100*pt(q=6.4766, df=(20 + 20 - 2), lower.tail=FALSE)
## [1] 6.332435e-06
100*pt(q=11.799, df=(20 + 20 - 2), lower.tail=FALSE)
## [1] 1.418943e-12
100*pt(q=4.9005, df=(20 + 20 - 2), lower.tail=FALSE)
## [1] 0.0009053701
Observation: If Null Hypothesis were true, we would see this large a test statistic with probabilities much less than 1%, which are rather a small probability. We then reject Null Hypothesis.
OJ <- subset(ToothGrowth, supp == "OJ")
VC <- subset(ToothGrowth, supp == "VC")
newset2 <- cbind(VC, OJ)
group_OJ <- ToothGrowth$len[1:30]
group_VC <- ToothGrowth$len[31:60]
diff <- group_OJ - group_VC
t.test(diff)
##
## One Sample t-test
##
## data: diff
## t = -3.3026, df = 29, p-value = 0.00255
## alternative hypothesis: true mean is not equal to 0
## 95 percent confidence interval:
## -5.991341 -1.408659
## sample estimates:
## mean of x
## -3.7
t.test(group_VC, group_OJ, paired = TRUE)
##
## Paired t-test
##
## data: group_VC and group_OJ
## t = 3.3026, df = 29, p-value = 0.00255
## alternative hypothesis: true difference in means is not equal to 0
## 95 percent confidence interval:
## 1.408659 5.991341
## sample estimates:
## mean of the differences
## 3.7
t.test(len ~ I(relevel(supp, 2)), paired = TRUE, data = ToothGrowth)
##
## Paired t-test
##
## data: len by I(relevel(supp, 2))
## t = -3.3026, df = 29, p-value = 0.00255
## alternative hypothesis: true difference in means is not equal to 0
## 95 percent confidence interval:
## -5.991341 -1.408659
## sample estimates:
## mean of the differences
## -3.7
Observation: The p-value was small (<0.05) and 95 percent confidence interval of either (1.408659, 5.991341) (paired t-test) or (-5.991341, -1.408659) (one sample t-test), which does not contain the hypothesized population mean 0 so we're pretty confident we can safely reject the hypothesis
# Use two dosages
group2_OJ = ToothGrowth$len[ToothGrowth$supp == 'OJ' & ToothGrowth$dose == 2]
group2_VC = ToothGrowth$len[ToothGrowth$supp == 'VC' & ToothGrowth$dose == 2]

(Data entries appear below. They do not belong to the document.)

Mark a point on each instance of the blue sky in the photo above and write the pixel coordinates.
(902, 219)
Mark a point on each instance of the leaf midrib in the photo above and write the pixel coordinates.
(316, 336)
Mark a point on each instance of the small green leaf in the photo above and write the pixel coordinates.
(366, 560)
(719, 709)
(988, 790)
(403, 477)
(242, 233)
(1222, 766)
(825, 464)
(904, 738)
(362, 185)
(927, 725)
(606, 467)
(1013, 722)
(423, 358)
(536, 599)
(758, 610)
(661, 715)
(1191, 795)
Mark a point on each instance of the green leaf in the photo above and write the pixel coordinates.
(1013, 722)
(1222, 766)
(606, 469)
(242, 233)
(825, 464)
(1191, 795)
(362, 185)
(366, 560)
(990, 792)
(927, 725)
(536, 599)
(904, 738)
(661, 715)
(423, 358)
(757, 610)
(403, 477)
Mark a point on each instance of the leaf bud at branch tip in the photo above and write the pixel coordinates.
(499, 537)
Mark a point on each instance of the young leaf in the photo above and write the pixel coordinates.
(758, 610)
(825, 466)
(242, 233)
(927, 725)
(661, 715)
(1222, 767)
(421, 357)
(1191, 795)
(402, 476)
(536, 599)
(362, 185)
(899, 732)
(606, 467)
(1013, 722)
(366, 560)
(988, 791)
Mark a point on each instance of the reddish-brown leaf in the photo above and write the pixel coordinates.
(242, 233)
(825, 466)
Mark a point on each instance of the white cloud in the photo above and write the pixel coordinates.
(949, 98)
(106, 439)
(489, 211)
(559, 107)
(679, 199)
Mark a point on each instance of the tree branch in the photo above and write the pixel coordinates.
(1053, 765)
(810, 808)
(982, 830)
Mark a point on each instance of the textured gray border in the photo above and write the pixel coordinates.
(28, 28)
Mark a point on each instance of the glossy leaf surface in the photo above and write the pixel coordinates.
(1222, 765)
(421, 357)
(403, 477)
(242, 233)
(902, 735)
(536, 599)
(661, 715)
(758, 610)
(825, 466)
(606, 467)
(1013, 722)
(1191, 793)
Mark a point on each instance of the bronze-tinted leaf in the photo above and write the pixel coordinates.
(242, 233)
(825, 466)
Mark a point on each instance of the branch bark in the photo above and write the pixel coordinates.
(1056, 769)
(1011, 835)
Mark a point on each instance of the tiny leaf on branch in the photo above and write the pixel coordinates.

t.test(group2_VC, group2_OJ, alternative = "two.sided", paired = FALSE,
var.equal = FALSE, conf.level = 0.95)
##
## Welch Two Sample t-test
##
## data: group2_VC and group2_OJ
## t = 0.046136, df = 14.04, p-value = 0.9639
## alternative hypothesis: true difference in means is not equal to 0
## 95 percent confidence interval:
## -3.63807 3.79807
## sample estimates:
## mean of x mean of y
## 26.14 26.06
Observation: The p-value (0.9639) is high (>0.05) and test statistic (0.046136) is close to hypothetical mean (0), we then fail to reject Null Hypothesis.
# Use two dosages
group3_OJ = ToothGrowth$len[ToothGrowth$supp == 'OJ' & ToothGrowth$dose == 1]
group3_VC = ToothGrowth$len[ToothGrowth$supp == 'VC' & ToothGrowth$dose == 1]

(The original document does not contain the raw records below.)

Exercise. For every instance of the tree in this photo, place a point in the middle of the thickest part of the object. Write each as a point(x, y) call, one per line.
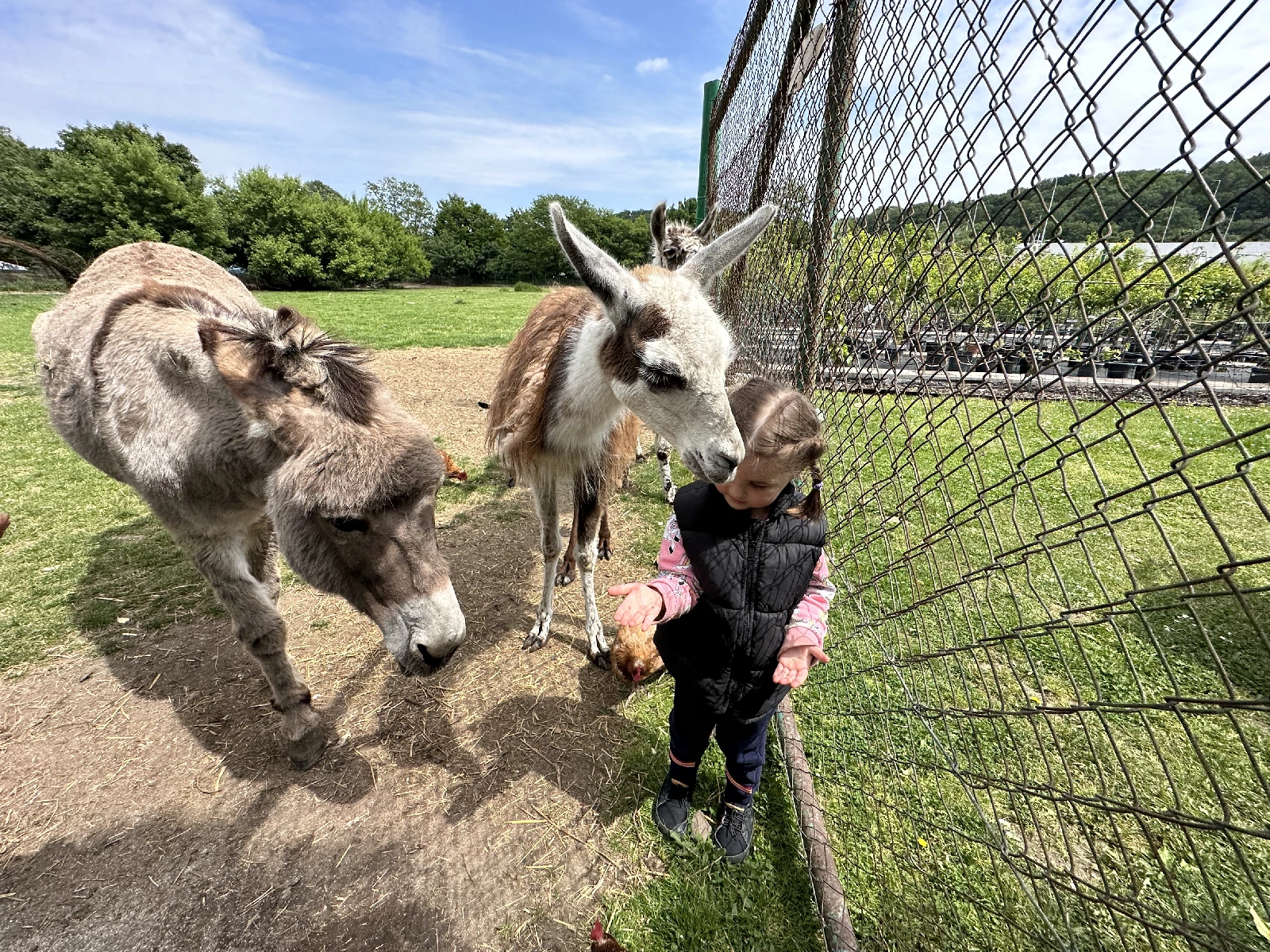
point(406, 202)
point(533, 254)
point(110, 186)
point(294, 235)
point(23, 190)
point(467, 240)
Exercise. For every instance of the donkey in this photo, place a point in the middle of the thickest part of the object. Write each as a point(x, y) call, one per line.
point(245, 431)
point(641, 342)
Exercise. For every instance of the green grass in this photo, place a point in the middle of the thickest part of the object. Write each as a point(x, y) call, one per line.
point(427, 317)
point(994, 742)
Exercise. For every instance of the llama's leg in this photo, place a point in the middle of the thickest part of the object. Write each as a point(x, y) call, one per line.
point(568, 570)
point(545, 501)
point(591, 512)
point(257, 624)
point(262, 556)
point(605, 547)
point(664, 463)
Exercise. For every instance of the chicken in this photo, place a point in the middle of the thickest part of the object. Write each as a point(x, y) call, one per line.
point(602, 942)
point(634, 655)
point(452, 471)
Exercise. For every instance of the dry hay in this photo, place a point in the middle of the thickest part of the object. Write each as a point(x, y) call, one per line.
point(148, 804)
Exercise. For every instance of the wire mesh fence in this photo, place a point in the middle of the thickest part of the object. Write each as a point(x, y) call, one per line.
point(1020, 268)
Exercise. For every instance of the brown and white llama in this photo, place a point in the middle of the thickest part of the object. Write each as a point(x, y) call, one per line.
point(675, 244)
point(633, 343)
point(247, 429)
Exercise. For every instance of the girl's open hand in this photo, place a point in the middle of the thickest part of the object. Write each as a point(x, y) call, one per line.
point(641, 606)
point(794, 663)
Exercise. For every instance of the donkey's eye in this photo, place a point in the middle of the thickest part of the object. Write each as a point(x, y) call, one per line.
point(349, 524)
point(660, 378)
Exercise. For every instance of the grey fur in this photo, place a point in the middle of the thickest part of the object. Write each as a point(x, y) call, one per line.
point(245, 429)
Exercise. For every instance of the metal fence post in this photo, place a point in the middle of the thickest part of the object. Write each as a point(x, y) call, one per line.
point(708, 99)
point(825, 207)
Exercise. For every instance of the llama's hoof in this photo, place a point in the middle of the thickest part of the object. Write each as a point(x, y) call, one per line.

t.test(group3_VC, group3_OJ, alternative = "two.sided", paired = FALSE,
var.equal = FALSE, conf.level = 0.95)
##
## Welch Two Sample t-test
##
## data: group3_VC and group3_OJ
## t = -4.0328, df = 15.358, p-value = 0.001038
## alternative hypothesis: true difference in means is not equal to 0
## 95 percent confidence interval:
## -9.057852 -2.802148
## sample estimates:
## mean of x mean of y
## 16.77 22.70
Observation: The p-value (0.001038) is small (<0.05) and 95 percent confidence interval does not contain the hypothesized population mean 0, we then reject Null Hypothesis.
# Use half of dosage
group4_OJ = ToothGrowth$len[ToothGrowth$supp == 'OJ' & ToothGrowth$dose == 0.5]
group4_VC = ToothGrowth$len[ToothGrowth$supp == 'VC' & ToothGrowth$dose == 0.5]

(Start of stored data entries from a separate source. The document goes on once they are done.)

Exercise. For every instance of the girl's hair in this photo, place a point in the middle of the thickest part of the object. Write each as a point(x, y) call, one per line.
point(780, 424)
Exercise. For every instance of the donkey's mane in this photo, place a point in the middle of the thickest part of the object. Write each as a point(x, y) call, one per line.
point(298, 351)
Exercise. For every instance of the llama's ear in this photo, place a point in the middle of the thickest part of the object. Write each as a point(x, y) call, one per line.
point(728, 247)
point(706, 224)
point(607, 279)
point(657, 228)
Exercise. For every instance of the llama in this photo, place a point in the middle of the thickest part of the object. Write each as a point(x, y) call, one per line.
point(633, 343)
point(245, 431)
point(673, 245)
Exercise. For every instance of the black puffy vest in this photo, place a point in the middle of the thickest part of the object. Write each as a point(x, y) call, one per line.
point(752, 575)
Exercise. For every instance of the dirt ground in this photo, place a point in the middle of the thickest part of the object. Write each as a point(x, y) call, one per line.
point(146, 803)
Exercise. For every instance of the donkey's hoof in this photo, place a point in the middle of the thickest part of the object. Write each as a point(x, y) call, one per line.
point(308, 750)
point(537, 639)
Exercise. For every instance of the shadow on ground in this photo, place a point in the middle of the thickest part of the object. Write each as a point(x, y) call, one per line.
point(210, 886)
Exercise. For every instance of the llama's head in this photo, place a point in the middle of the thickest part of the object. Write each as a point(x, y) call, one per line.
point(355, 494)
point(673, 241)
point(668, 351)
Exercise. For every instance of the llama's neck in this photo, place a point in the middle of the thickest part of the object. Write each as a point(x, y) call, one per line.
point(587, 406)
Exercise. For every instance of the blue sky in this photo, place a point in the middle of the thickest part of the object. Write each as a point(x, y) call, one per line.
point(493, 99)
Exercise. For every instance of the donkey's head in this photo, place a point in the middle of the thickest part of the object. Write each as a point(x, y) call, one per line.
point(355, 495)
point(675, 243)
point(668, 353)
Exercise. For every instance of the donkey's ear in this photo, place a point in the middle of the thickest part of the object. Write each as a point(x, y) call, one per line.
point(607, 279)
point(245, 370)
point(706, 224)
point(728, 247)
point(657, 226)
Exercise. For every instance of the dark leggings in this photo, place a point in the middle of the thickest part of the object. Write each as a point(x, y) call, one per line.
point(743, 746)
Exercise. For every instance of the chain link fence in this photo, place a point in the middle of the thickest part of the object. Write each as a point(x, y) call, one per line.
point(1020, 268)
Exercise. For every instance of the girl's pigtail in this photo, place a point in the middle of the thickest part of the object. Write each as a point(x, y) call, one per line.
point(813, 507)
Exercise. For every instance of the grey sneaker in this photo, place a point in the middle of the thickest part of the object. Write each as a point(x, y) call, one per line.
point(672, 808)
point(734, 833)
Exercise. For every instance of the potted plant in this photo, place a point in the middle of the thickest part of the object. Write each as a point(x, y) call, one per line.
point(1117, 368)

t.test(group4_VC, group4_OJ, alternative = "two.sided", paired = FALSE,
var.equal = FALSE, conf.level = 0.95)
##
## Welch Two Sample t-test
##
## data: group4_VC and group4_OJ
## t = -3.1697, df = 14.969, p-value = 0.006359
## alternative hypothesis: true difference in means is not equal to 0
## 95 percent confidence interval:
## -8.780943 -1.719057
## sample estimates:
## mean of x mean of y
## 7.98 13.23
Observation: The p-value (0.006359) is small (<0.05) and 95 percent confidence interval does not contain the hypothesized population mean 0, we then reject Null Hypothesis.